Tests Show the Sudden Oak Death Strain Found Near Port Orford Has Not Been Seen Before in the Wild in Oregon

Posted on May 26, 2021

CORVALLIS, Ore. – Tests on tanoaks trees found dying of sudden oak death near Port Orford show the particular variant they are infected with has not been seen before in the wild. For more than a decade the NA2 variant of sudden oak death has popped up from California to British Columbia as well as Oregon, but so far only in nursery stock.

“The site near Port Orford appears to be the first on the West Coast where the variant has been identified in samples collected from wild trees,” according to Niklaus Grunwald, PhD, with USDA Agricultural Research. He collaborated with Jared LeBoldus, PhD, at Oregon State University’s Forest Pathology Lab in Corvallis to do the DNA testing which identified the variant in samples from the Port Orford tanoak trees.

A different strain of sudden oak death – the NA1 variant – has been killing tanoaks in Oregon since the disease was first discovered in Oregon in 2001. A European strain – the EU1 variant – was first found in Oregon in 2015. It turned up in wild tanoak trees this spring at a site in the Rogue River-Siskiyou National Forest, just across the Rogue River from the current sudden oak death quarantine boundary. Trees at that site have since been cut and piled ready for burning.

Treatment at the site where the NA2 variant was found is expected to take place in June. All tanoaks within a set distance of trees known to be infected will be cut and piled for burning, with the goal of eradicating sudden oak death from that location. That site is along Highway 101, about 21 miles northwest of the existing quarantine zone and a mile from Port Orford.

SOD crews from Oregon Department of Forestry and the USDA Forest Service are continuing to heavily monitor both areas for the presence of trees and plants infested with Phytophthora ramorum, a water mold that causes sudden oak death.

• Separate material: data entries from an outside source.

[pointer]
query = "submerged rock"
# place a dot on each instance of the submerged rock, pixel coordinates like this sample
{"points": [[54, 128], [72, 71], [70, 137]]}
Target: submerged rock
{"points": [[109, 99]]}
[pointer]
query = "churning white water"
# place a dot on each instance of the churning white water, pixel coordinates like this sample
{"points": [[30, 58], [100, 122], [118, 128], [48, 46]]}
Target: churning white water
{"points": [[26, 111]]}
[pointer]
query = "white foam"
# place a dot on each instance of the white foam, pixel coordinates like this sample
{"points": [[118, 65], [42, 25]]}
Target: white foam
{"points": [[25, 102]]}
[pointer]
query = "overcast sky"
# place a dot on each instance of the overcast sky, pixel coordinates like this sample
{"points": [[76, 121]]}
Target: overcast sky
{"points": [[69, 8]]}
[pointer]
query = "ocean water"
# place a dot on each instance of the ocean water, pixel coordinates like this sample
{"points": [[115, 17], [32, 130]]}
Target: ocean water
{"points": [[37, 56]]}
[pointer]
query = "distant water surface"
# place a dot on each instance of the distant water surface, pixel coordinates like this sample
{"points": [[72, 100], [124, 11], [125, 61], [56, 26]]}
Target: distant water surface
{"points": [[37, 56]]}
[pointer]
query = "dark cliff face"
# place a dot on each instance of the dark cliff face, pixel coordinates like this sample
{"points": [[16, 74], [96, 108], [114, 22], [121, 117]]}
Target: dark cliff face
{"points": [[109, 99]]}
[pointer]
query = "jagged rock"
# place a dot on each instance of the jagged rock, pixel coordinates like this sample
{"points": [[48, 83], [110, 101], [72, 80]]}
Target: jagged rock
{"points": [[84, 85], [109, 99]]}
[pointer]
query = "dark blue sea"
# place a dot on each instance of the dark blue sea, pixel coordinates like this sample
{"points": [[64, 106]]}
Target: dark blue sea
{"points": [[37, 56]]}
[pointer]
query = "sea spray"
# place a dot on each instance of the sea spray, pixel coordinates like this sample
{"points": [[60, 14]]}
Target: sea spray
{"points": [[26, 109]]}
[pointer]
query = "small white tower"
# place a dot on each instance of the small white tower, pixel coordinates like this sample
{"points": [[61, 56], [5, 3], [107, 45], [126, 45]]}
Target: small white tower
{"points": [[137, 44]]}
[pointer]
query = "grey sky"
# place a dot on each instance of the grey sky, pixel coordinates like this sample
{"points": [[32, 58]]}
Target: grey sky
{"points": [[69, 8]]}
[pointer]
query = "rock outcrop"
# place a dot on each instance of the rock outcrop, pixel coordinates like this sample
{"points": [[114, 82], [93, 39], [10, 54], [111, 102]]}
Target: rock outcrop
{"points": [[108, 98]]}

Both areas will also be monitored by aerial disease survey experts, with helicopter flights over northern Curry County planned.

It is not known how the NA2 variant escaped into the wild. Although this is the first report of the NA2 variant being found on trees in nature, Oregon has been vigilant about monitoring and testing and is actively trying to slow the spread of sudden oak death, which 20 years after discovery is still confined to Curry County. By contrast, sudden oak death is now reported in forests in every coastal California county from the Oregon border to Monterey.


The invasive non-native pathogen that causes the sudden oak death (SOD) in tanoak was first detected in Oregon in 2001. A plant quarantine of the area was promptly set up, which has gradually expanded to cover almost a third of Curry County. When attempts to eradicate the disease – which can survive on several native and non-native plant species – proved impossible, Oregon’s SOD program switched to slowing the spread of the disease.

In 2010, a Generally Infested Area (GIA) within the quarantine area was created. Within that zone, where the disease is well established, eradication treatments are no longer required. The GIA was enlarged in late 2020 and now covers 123 square miles within the quarantine area; it is about 19 miles north to south and nine miles east to west.

In Europe, the EU1 strain of P. ramorum has been found to damage and kill several conifer species, including Douglas-fir, western hemlock, grand fir, and larch. That strain was first found in Oregon in 2015 within the existing quarantine area. Infestations of the EU1 strain are aggressively treated with the goal of local eradication.